Una vez que lo reprimido aflora y ocupa un lugar preminente, su desalojo se antoja una labor complicada. España -con independencia de registros ideológicos- es una sociedad muy conservadora. Y, para mucha gente, el contexto presente se ha revelado como una oportunidad pintiparada para expresar orgullosamente su sentimiento de rencor hacia el placer de vivir.
El miedo no crea comunidades cívicas, sino pueblos intransigentes.
Respiramos en privado, detrás de nuestra propia mascarilla. Ya no hay un aire común.
Si leéis esto, es que el asteroide que podía impactar en la tierra el viernes ha pasado de largo. Para que luego se diga que 2020 es un año de mierda.

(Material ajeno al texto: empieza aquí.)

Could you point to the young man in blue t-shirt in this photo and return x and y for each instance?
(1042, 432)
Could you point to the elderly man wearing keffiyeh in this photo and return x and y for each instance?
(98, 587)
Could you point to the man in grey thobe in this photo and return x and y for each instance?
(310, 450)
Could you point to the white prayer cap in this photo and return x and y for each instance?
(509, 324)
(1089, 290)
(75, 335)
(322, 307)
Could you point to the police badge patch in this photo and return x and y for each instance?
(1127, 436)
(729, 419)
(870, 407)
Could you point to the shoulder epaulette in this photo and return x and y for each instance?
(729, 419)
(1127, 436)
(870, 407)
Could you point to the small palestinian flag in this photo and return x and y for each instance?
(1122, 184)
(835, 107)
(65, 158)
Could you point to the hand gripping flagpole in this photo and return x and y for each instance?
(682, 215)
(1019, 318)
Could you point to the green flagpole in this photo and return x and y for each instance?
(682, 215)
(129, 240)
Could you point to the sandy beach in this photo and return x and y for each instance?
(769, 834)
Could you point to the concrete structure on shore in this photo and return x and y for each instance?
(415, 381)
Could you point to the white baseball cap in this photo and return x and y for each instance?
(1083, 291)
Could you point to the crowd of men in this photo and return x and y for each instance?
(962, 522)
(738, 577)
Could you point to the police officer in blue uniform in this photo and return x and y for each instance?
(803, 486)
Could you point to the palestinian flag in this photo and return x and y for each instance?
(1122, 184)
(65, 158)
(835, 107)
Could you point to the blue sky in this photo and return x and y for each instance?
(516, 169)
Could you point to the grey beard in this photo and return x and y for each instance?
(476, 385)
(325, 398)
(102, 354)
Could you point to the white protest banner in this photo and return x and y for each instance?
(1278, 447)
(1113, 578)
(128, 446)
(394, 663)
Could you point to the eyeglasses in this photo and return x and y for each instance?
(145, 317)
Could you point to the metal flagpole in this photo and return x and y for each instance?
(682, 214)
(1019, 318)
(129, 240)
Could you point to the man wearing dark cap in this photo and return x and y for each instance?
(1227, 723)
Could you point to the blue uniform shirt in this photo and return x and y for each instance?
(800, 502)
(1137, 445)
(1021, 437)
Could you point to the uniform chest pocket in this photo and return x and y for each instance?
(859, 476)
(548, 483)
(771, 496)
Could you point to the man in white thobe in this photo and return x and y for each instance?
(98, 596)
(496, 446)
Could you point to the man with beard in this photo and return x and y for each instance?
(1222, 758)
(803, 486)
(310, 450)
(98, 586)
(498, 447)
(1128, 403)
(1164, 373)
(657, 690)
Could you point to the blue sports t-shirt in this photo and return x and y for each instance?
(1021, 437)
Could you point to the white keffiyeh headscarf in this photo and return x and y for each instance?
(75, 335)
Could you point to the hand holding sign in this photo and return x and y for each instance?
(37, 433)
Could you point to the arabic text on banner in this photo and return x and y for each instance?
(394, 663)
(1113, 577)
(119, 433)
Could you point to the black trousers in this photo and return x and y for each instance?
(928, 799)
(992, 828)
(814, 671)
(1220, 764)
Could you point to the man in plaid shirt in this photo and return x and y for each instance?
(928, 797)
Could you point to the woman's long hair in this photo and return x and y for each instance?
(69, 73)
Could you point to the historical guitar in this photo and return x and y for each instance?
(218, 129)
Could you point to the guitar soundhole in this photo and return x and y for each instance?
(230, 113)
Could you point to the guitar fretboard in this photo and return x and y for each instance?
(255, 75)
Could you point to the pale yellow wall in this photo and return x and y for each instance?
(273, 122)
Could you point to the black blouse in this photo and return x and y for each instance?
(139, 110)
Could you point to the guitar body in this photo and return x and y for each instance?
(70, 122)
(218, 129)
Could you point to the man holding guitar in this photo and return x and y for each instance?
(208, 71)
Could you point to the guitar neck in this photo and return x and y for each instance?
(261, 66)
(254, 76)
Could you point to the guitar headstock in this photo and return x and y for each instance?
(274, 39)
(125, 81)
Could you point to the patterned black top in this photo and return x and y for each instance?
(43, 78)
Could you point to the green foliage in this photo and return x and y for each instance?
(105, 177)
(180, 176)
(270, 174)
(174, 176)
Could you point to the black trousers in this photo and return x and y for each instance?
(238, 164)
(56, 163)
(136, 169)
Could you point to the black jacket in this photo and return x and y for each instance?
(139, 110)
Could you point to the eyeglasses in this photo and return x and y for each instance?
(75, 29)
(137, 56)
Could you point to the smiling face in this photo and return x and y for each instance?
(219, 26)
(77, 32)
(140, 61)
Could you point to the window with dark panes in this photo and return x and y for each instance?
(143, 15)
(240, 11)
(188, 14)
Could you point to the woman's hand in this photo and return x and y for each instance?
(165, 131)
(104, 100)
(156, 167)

El dolor extremo y auténtico es el suelo más fértil que se pueda conocer. Si a esta crisis no le sucede el periodo más creativo del último siglo, es que, en realidad, no hemos sentido nada.
Tras varios meses sin ir a la escuela, los niños y niñas presentan una menor necesidad de socialización. Aprenden, por días, a olvidar el mundo. Como esta situación de no-presencialidad se alargue durante más tiempo, tendremos una generación de lisiados emocionales difícil de reintegrar.
Nos obligarán a ponernos mascarillas para follar. La biopolitización de la cama es cuestión de tiempo.